Classic card of the week
Pat Perry, 1991 Score
Oftentimes the backs of baseball cards tend to glorify their subject, regardless of that subject’s talents. This technique is reminiscent of those NFL Films pieces that aim to put a positive spin on an 8-8 Cincinnati Bengals season in which half of the roster went to jail by highlighting that one quarter of decent play that will signify next season’s turnaround. In fact, it’s typically these arbitrary stats for mediocre players that I tend to highlight and make light of on this here blog. Because I am a jerkface with nothing better to do. Anyhoo…
Enter: Pat Perry.
Nobody here has ever heard of Pat Perry, correct? Correct. So he’s probably not great. But still a major leaguer. His baseball card should highlight his positive attributes. Let us begin:
Pat, a soft-throwing southpaw middle reliever,
So far? Not impressed.
has suffered a lot of baseball rejection in his 13-year professional career.
This is not a good start. However, I look forward to hearing about how Pat has bounced back from these times of rejection to attain success, however minimal. After all, he does have a 13-year professional career, so something good must have happened.
He has been released three times and traded twice. Nine times he has played with at least two teams in one year.
Sure, that is rejection, I guess. But also acceptance, as teams always seem willing to make room for Pat Perry. Also: such is the life of the lefty middle reliever. They’re a hot commodity around the trade deadline. Obviously, the guy is not Sandy Koufax. But this is his own freakin’ baseball card for crying out loud. Can I hear about the time he struck out a couple Cardinals one time in 1989? No?

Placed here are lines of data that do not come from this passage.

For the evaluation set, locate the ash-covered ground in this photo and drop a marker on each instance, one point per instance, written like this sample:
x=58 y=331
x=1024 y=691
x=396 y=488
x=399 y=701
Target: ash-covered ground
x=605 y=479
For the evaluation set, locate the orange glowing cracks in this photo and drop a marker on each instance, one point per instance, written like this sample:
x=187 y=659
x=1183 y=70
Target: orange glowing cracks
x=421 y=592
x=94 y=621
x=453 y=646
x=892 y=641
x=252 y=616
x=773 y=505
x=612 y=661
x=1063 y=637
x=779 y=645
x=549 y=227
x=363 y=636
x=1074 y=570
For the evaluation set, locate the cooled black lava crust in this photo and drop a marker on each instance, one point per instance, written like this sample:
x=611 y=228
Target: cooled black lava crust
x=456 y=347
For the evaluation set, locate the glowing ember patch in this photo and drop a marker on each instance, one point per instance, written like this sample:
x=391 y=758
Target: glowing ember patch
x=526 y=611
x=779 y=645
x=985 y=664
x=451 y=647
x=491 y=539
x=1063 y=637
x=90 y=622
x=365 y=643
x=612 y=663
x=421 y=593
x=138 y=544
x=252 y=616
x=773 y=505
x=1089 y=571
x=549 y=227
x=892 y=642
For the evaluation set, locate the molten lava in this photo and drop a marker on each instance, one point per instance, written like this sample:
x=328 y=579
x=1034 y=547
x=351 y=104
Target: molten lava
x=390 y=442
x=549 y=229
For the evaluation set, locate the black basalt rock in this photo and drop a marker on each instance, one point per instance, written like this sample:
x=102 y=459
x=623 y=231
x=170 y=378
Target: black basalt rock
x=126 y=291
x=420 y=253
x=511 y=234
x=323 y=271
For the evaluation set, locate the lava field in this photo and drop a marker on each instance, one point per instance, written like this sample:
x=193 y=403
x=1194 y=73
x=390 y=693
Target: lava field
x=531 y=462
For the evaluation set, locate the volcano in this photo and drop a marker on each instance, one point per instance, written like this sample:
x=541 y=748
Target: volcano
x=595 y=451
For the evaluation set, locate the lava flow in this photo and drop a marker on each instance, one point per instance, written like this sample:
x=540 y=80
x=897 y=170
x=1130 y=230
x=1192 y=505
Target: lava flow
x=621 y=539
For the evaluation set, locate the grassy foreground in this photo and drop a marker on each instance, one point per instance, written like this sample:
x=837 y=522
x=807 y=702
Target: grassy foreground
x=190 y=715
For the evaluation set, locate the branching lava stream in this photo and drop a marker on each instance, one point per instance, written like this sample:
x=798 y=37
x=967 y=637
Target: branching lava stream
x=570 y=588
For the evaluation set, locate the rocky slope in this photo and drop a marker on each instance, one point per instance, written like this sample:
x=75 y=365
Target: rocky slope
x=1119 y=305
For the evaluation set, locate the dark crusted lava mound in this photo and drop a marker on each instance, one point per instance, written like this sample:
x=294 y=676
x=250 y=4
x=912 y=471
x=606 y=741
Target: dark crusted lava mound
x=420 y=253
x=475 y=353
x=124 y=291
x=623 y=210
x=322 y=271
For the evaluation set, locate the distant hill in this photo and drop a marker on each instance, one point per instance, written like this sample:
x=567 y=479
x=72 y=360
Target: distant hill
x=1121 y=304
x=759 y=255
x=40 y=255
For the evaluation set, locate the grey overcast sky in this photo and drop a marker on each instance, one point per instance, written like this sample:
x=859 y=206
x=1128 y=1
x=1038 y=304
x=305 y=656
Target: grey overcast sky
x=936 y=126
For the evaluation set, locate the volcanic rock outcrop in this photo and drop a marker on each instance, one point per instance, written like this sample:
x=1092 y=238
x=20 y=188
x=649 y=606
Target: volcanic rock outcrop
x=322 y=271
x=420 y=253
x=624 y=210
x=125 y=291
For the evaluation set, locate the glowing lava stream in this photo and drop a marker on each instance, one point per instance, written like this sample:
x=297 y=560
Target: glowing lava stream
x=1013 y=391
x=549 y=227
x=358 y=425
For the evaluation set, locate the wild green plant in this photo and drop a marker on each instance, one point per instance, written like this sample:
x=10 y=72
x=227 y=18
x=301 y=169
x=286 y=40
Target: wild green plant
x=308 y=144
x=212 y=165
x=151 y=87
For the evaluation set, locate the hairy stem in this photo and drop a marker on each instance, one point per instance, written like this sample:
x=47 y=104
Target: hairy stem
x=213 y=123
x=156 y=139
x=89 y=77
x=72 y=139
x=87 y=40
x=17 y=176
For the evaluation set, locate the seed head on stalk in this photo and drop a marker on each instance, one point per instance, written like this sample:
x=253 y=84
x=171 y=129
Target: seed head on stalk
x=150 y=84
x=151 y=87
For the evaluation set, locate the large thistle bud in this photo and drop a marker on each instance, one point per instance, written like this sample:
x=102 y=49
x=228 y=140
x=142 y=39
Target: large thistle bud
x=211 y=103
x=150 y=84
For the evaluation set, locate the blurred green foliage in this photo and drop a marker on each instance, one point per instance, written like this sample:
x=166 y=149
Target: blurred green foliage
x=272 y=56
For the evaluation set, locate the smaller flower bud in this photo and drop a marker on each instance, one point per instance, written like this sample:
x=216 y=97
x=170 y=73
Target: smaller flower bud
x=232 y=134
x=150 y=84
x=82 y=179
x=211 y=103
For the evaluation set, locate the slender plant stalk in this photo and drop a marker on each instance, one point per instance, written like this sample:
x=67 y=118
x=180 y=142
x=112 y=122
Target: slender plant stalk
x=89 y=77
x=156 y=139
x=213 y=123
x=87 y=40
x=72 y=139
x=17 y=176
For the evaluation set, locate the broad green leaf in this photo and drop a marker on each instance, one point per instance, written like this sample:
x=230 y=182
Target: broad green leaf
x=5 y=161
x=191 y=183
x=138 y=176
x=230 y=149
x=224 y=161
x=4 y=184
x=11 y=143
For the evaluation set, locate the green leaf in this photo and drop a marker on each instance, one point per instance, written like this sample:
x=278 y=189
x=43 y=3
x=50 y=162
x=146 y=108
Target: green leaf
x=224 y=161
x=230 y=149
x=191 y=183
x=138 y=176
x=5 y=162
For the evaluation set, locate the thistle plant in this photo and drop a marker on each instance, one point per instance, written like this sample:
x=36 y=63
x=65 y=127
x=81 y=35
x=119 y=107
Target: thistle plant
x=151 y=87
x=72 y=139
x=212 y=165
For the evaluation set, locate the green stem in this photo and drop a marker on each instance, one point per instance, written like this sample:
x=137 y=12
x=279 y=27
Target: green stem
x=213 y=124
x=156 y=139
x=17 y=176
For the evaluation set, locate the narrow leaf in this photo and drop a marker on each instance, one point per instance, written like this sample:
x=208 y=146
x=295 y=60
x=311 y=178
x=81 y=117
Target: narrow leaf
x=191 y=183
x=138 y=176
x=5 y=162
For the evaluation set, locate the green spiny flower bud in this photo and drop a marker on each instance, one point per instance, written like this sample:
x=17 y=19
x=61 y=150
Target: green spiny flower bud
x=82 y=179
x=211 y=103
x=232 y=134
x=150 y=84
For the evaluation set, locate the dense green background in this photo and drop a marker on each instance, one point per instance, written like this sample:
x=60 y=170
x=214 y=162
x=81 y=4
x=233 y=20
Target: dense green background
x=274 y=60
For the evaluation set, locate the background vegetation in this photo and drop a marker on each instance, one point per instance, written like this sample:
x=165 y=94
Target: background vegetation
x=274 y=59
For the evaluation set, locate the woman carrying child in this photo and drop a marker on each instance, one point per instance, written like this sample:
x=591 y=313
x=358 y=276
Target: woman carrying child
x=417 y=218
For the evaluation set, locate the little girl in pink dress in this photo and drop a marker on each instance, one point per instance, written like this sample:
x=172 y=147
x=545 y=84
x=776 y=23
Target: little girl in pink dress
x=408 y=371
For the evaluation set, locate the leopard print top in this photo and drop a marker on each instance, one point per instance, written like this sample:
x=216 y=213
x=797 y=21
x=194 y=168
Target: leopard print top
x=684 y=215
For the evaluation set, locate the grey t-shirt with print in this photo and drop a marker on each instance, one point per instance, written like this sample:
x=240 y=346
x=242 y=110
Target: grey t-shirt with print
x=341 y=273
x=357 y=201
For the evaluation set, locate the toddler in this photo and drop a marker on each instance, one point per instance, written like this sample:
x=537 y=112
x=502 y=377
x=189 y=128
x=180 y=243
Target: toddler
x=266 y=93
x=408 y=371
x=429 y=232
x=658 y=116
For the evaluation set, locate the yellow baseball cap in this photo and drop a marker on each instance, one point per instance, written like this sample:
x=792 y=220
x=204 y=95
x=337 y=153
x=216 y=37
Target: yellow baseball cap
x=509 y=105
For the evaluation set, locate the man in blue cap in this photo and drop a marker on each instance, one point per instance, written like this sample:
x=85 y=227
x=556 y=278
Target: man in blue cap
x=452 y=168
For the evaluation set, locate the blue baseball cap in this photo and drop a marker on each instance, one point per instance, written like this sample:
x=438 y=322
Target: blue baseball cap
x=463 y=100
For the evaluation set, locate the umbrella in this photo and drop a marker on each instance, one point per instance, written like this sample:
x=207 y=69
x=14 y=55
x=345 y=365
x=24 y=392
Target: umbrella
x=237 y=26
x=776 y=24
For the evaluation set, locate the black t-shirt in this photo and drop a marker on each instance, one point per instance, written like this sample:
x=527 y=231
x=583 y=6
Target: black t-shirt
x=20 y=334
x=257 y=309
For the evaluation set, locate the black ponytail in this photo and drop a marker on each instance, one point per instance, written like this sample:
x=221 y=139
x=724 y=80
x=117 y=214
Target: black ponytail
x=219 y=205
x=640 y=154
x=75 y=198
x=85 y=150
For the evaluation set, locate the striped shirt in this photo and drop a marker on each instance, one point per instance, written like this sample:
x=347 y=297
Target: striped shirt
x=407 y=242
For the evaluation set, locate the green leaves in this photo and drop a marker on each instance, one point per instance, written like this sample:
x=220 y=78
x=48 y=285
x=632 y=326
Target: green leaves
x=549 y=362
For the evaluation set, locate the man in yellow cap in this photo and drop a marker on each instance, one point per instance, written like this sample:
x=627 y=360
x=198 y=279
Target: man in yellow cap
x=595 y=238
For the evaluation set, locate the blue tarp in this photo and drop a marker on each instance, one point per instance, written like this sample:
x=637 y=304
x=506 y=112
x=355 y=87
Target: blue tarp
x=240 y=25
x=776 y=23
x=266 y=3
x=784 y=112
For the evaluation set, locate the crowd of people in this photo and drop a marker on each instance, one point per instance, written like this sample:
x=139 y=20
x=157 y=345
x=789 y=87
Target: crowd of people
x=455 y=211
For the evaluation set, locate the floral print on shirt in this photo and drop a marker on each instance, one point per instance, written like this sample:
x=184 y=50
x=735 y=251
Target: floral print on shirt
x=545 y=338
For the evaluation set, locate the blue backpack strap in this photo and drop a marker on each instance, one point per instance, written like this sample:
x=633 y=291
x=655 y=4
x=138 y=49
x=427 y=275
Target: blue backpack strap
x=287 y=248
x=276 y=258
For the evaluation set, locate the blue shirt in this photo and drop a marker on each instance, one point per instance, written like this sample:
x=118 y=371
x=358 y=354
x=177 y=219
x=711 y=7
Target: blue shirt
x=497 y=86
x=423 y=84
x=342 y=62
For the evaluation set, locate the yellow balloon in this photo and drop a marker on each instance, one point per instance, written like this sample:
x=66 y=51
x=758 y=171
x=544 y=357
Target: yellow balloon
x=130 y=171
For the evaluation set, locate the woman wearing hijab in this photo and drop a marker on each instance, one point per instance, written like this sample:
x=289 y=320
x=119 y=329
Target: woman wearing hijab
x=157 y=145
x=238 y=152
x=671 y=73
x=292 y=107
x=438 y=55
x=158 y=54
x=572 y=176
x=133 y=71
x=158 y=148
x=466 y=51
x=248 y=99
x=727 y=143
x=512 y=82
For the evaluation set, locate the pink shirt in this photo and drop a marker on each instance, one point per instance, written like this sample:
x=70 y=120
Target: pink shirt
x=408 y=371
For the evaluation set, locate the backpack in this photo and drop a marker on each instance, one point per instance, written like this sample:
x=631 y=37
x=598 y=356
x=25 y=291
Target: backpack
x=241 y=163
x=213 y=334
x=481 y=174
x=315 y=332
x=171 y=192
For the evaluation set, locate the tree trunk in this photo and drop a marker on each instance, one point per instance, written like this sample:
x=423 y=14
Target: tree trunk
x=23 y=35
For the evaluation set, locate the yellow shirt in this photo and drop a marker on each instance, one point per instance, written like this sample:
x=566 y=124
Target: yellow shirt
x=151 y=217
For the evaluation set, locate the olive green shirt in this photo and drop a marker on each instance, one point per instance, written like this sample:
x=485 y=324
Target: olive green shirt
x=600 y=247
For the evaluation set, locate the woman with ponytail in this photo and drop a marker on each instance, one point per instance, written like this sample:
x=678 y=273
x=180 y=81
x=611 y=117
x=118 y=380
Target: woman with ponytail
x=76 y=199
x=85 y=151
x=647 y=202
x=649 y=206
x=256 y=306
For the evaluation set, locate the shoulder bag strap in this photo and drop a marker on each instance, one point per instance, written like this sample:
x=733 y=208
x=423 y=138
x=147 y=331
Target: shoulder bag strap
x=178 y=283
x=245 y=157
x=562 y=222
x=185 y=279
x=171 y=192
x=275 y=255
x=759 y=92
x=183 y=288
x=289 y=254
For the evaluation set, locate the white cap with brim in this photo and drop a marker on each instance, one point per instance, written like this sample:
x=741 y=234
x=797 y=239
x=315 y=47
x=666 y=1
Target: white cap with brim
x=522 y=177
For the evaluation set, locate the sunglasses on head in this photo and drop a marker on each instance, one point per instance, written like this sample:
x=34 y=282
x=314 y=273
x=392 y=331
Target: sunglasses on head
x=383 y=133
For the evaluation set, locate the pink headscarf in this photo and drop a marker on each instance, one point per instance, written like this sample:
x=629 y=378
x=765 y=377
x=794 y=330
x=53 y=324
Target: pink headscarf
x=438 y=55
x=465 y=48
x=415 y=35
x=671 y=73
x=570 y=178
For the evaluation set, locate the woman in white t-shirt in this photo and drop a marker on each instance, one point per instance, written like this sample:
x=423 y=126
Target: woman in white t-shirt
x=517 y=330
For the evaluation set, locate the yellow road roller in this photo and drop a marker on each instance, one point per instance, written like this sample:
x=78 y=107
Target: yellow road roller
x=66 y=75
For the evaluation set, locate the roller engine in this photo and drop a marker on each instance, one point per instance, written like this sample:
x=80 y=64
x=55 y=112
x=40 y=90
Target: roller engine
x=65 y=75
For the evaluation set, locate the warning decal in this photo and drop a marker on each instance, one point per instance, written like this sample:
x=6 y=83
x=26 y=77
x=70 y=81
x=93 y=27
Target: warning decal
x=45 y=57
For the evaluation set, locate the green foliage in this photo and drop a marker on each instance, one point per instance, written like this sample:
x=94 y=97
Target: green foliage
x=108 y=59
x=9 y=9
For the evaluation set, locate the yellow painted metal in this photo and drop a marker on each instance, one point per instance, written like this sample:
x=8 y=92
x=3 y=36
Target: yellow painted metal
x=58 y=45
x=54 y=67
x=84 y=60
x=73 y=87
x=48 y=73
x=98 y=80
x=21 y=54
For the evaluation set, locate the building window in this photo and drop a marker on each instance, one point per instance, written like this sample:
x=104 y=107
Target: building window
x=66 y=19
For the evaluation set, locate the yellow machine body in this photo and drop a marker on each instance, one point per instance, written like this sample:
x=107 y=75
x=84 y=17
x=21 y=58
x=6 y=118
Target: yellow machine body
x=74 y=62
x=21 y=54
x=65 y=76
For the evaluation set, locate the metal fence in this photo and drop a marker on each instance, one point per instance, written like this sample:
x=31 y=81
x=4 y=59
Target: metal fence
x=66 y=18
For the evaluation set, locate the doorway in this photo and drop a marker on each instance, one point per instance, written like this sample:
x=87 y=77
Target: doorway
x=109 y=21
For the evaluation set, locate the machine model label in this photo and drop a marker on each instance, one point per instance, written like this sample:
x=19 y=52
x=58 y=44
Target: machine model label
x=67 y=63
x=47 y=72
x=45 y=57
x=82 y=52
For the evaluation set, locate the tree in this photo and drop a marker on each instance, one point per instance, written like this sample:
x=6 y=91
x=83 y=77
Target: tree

Okay. Continue:
The lowest ebb of Pat’s fortunes came in 83’
I’d like to please alert you now to Pat Perry’s face (he looks a little bit like David Cone morphed with Erik Bedard, no?) appearing next to this biographical tidbit. He’s got a look that says, “Please, please don’t tell them about the lowest ebb of my fortunes in 1983, when I was picking through the dumpster behind Chicken Holiday while downing a fifth of Jack Daniels. Seriously. Please don’t tell them that. Nobody’s perfect here, okay? Please?”
when he was cut by Double-A Columbus (Astros) in June, signed by Double-A Buffalo (Indians) in July, cut 12 days later and finally signed by Class A Springfield (Cardinals) in August.
Pat Perry: You told them. Thank you. Thanks for nothing.
At any rate
I’d like to translate “At any rate” as: “Even though I –- the writer of this card -– have exhaustively outlined the horribleness of Pat Perry’s horrible baseball-playing ability, which is none, and horrible”…
Pat was signed as a free agent by the Dodgers in December ’89 after he was cut by the Cubs.
The nerve of those Dodgers for signing Pat Perry. Didn’t they know about his low career ebbs that occurred six years earlier? Those ebbs were bound to resurface.
Thank you, card, for specifying that what comes next will take on an unhappy tone. For everything leading up to this point has been one big can of happy juice.
he was on the disabled list the first two months of the season with a shoulder injury and was used sparingly after that.
The end. Thanks for dropping by, Pat Perry! Here’s your card. And just remember -– when you think things are going bad in life, and you doubt even yourself…you’re probably right. Because you are horrible. Try not to get released today, okay? Jerk.
Did you know?
The most negative baseball card ever recorded was the 1913 Topps Sam “Piano Keys” Shumaker, which alleged that Shumaker was to baseball what “leprosy is to people.”